In the past month, Benford’s Law has risen from a niche, nerdy “fun fact” to become a key arguing point about the legitimacy of our national election. So what is this universal mathematical law?
Benford’s Law states that truly random data sets, whether it be Instagram followers or stars in a galaxy, all follow the same trend. The first digit of any given number in the entire universe is about 30% more likely to be a 1 than a 9. Crazy, right? It has been used to detect tax fraud, deep fakes, and Russian Twitter bots. In a messy world, the clean application of Benford’s Law acts like a magical lie detector.
Benford’s Law isn’t necessarily intuitive, but it’s simple enough that it can easily be applied incorrectly. Strangely, the first digit of certain precinct vote counts don’t match the elegant curve of Benford’s Law on a graph. Since the election, this disparity has been gaining popularity across social media and some news outlets as proof of voter fraud.
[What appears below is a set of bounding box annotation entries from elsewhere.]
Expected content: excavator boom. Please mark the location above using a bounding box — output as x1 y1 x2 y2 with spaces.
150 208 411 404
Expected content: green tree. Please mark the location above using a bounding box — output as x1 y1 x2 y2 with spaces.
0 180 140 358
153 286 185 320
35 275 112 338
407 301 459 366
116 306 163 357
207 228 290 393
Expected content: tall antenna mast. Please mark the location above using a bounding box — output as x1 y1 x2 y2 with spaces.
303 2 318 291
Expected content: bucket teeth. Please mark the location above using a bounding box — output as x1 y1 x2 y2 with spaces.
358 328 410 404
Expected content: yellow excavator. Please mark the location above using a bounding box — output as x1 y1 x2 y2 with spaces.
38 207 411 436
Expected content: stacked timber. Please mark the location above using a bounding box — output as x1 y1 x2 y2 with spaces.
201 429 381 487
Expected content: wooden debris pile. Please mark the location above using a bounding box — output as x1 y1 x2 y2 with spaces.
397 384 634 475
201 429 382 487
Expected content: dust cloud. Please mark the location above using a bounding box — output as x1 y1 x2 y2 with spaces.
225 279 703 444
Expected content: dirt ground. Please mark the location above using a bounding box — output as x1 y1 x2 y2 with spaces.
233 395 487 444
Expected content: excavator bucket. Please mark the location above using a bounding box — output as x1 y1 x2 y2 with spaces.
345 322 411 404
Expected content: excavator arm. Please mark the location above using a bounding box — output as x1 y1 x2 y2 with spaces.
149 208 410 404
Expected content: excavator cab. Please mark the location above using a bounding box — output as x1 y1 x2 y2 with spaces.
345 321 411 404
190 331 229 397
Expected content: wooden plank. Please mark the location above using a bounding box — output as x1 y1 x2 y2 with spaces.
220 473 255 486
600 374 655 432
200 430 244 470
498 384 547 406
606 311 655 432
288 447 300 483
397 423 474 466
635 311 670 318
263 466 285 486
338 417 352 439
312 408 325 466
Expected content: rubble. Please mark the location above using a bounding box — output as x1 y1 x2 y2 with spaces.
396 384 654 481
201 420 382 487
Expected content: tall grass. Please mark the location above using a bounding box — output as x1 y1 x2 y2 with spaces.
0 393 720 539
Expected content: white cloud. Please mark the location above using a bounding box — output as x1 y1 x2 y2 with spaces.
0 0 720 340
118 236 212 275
However, as University of Michigan professor Walter Mebane proves in recent research, this is an inaccurate interpretation of precinct voting data. After 20 years researching Benford’s Law, Mebane expresses alarm that people are oversimplifying it in such a high stakes situation.
Human minds are wired for stories, not statistics. Anyone who’s been frustrated by their math homework can relate. The proofs in Benford’s Law are especially complex, so it’s important to consult mathematical experts such as Mebane to ensure that our statistical assumptions are accurate.
In the words of Galileo, “Mathematics is the language with which God has written the universe.”
For an entertaining overview of Benford’s Law, watch the “Digits” episode of Netflix’s docuseries “Connected.” For an explanation of Benford’s Law in the election, listen to Radiolab’s recent podcast episode, “Breaking Benford.” Better yet, read Professor Walter Mebane’s study, which is titled “Inappropriate Applications of Benford’s Law Regularities to Some Data from the 2020 Presidential Election in the United States.”
— Ella Crowder is a senior at Davis High School.